# suche optisch schönes Spiel für meine neue Graka



## Marv_ (10. März 2019)

*suche optisch schönes Spiel für meine neue Graka*

Guten Tag, 

ich habe seit kurzem eine Asus Rog Strix Rtx 2080 und suche ein Spiel, welches die Graka ausnutzt. 

Mir ist vor allem das optische wichtig. Ich weiß das sind nicht viele Infos, aber ich bin sehr offen. 

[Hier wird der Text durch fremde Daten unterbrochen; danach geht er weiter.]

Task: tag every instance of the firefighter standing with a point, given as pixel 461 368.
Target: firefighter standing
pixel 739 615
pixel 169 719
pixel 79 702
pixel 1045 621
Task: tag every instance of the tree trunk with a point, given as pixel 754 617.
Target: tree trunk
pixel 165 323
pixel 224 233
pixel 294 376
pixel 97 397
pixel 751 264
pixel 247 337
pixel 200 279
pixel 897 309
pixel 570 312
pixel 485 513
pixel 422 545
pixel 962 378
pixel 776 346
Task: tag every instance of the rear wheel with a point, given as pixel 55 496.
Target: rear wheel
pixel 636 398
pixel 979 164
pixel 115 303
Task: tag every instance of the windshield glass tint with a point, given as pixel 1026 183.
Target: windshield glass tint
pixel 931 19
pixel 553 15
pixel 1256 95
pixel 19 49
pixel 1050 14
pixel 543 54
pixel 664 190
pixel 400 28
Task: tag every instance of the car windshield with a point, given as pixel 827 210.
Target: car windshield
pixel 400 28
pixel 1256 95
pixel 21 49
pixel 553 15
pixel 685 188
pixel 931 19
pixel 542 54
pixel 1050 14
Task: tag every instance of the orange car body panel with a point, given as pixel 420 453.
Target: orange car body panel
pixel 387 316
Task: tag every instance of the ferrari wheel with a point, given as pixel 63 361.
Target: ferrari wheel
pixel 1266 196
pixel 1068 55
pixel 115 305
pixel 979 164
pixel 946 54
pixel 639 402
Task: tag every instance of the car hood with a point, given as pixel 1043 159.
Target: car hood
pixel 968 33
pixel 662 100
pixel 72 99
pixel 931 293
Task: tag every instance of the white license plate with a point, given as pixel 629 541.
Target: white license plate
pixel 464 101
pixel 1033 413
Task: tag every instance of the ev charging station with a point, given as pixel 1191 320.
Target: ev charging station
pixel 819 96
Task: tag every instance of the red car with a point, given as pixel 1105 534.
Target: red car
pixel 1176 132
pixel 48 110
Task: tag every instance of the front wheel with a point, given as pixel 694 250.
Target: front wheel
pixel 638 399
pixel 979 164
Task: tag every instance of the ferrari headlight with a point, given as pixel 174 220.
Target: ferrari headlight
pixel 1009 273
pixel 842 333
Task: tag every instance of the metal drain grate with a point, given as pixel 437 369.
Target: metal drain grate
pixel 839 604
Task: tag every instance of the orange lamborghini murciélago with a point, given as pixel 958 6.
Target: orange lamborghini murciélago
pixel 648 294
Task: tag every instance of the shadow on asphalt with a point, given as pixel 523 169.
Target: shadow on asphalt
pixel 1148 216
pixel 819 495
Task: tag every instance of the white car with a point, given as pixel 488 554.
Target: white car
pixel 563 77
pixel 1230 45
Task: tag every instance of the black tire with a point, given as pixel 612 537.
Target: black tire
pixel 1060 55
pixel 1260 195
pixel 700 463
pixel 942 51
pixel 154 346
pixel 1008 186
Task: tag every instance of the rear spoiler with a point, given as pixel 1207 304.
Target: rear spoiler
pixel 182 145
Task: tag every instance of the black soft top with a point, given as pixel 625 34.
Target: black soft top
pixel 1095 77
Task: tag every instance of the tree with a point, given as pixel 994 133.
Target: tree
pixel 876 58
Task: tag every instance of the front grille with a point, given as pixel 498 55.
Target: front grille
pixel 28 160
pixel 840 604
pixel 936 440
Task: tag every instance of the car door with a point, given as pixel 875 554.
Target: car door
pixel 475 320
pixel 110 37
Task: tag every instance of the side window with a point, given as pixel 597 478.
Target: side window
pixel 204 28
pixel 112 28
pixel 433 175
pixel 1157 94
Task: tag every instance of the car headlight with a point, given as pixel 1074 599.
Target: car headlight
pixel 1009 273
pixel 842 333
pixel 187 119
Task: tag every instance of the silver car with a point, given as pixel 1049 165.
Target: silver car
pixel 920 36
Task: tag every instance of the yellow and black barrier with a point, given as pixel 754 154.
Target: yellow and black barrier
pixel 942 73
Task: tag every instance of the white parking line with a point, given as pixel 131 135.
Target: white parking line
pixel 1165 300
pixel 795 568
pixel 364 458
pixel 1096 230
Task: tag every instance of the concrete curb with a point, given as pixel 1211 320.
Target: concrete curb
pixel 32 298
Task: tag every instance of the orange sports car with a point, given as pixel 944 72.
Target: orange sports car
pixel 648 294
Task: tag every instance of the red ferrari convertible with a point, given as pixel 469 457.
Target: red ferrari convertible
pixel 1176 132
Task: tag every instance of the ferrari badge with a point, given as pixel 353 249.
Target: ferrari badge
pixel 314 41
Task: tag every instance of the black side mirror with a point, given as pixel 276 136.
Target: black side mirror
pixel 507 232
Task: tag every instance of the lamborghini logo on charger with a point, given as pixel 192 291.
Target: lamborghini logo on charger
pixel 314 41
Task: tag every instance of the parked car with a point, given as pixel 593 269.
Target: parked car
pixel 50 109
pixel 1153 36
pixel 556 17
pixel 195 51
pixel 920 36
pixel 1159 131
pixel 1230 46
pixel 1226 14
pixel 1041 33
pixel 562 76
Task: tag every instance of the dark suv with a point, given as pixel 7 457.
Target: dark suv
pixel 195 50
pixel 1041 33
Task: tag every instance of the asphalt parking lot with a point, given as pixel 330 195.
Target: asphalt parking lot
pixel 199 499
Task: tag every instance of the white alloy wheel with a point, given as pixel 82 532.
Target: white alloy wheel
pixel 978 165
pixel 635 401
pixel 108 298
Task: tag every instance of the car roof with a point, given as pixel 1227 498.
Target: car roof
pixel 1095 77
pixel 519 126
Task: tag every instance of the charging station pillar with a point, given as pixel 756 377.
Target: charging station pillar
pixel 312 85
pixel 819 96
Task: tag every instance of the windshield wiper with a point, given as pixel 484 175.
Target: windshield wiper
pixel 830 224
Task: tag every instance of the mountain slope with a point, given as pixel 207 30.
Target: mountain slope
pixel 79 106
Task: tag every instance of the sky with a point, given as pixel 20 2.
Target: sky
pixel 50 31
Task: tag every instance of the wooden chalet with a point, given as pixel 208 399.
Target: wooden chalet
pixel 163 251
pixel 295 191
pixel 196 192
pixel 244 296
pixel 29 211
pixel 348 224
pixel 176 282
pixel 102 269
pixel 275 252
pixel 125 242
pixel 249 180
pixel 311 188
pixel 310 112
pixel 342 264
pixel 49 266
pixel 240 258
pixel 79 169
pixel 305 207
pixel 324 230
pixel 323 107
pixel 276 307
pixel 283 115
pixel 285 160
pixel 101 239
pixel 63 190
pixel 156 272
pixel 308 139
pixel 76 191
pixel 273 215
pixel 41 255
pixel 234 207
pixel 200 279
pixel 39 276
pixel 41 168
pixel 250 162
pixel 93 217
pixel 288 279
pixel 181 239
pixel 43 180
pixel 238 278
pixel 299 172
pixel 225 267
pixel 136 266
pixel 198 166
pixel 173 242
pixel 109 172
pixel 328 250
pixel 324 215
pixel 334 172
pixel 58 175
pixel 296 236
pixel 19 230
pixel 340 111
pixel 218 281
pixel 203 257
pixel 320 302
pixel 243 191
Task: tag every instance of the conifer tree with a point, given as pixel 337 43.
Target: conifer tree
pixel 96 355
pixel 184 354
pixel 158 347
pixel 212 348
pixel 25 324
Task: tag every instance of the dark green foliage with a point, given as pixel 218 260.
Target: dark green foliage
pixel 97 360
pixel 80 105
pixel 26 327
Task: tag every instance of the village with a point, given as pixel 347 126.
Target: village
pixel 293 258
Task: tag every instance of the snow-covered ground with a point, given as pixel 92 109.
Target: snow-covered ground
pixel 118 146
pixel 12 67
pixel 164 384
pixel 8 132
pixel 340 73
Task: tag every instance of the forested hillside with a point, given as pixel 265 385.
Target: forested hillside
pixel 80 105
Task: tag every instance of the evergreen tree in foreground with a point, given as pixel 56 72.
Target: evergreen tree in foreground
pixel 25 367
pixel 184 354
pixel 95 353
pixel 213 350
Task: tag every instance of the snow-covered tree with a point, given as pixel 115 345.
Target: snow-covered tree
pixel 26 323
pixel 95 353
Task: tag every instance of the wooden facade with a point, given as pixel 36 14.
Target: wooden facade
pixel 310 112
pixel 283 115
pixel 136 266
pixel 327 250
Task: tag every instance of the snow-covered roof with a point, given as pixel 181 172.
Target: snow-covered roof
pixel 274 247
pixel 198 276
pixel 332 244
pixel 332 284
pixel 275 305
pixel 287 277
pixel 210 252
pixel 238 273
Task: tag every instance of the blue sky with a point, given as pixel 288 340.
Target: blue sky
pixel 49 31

Monitor: Asus MG279Q -> WQHD 144Hz IPS

Vielen Dank im Vor raus. 

Marv (:


----------



## FetterKasten (10. März 2019)

*AW: suche optisch schönes Spiel für meine neue Graka*

Bei Resident Evil 2 kannst du mit vollen Einstellungen deine Graka voll ausnutzen.
Die neueren Tomb Raiders sehen auch sehr cool aus.


----------



## pope82 (10. März 2019)

*AW: suche optisch schönes Spiel für meine neue Graka*

the witcher 3/ battlefield 5/metro exodus
 usw.


----------



## MircoSfot (10. März 2019)

*AW: suche optisch schönes Spiel für meine neue Graka*

The Division 1.


----------



## Killermarkus81 (10. März 2019)

*AW: suche optisch schönes Spiel für meine neue Graka*

Metro Exodus, Battlefield 1 und 5 und auch das schon etwas angestaubte Forza Motorsport 7 sieht immer noch toll aus.


----------



## Herbststurm (10. März 2019)

*AW: suche optisch schönes Spiel für meine neue Graka*

Forza Horizon 4 sieht klasse aus wenn Du auf Rennspiele stehst. Farcry5 sieht auch nicht verkehrt aus.


----------



## Marv_ (10. März 2019)

*AW: suche optisch schönes Spiel für meine neue Graka*

Vielen Dank für die Antworten


----------



## Sirthegoat (10. März 2019)

*AW: suche optisch schönes Spiel für meine neue Graka*

Ich will mal Crysis 3 in den Raum werfen kriegste billig bei einem Keyseller und lutscht immer noch jede Karte aus bei guter Optik  . Fraglich ist auch immer welche CPU du hast und ob diese nicht irgendwann zum Flaschenhals wird, Spiele wie Division ist gerade für ältere CPUs mit 4 Kernen sehr belastend.


----------



## Marv_ (11. März 2019)

*AW: suche optisch schönes Spiel für meine neue Graka*

Hab einen Ryzen 7 2700X


----------



## _Berge_ (11. März 2019)

*AW: suche optisch schönes Spiel für meine neue Graka*

Ich werfe einfach Mal Kingdom Come deliverance in den Raum, Mal ein etwas anderes RPG und es sieht echt super aus


----------



## Sirthegoat (11. März 2019)

*AW: suche optisch schönes Spiel für meine neue Graka*



Marv_ schrieb:


> Hab einen Ryzen 7 2700X



Musst du halt mal schauen weiß nicht in wie weit Crysis 3 mit so viel Kernen skalliert aber dafür kostet es eben bei Keysellern 5€. Die Karte auszulasten auf jeden Fall kein Problem mit dem Spiel.


----------



## RtZk (11. März 2019)

*AW: suche optisch schönes Spiel für meine neue Graka*



Sirthegoat schrieb:


> Musst du halt mal schauen weiß nicht in wie weit Crysis 3 mit so viel Kernen skalliert aber dafür kostet es eben bei Keysellern 5€. Die Karte auszulasten auf jeden Fall kein Problem mit dem Spiel.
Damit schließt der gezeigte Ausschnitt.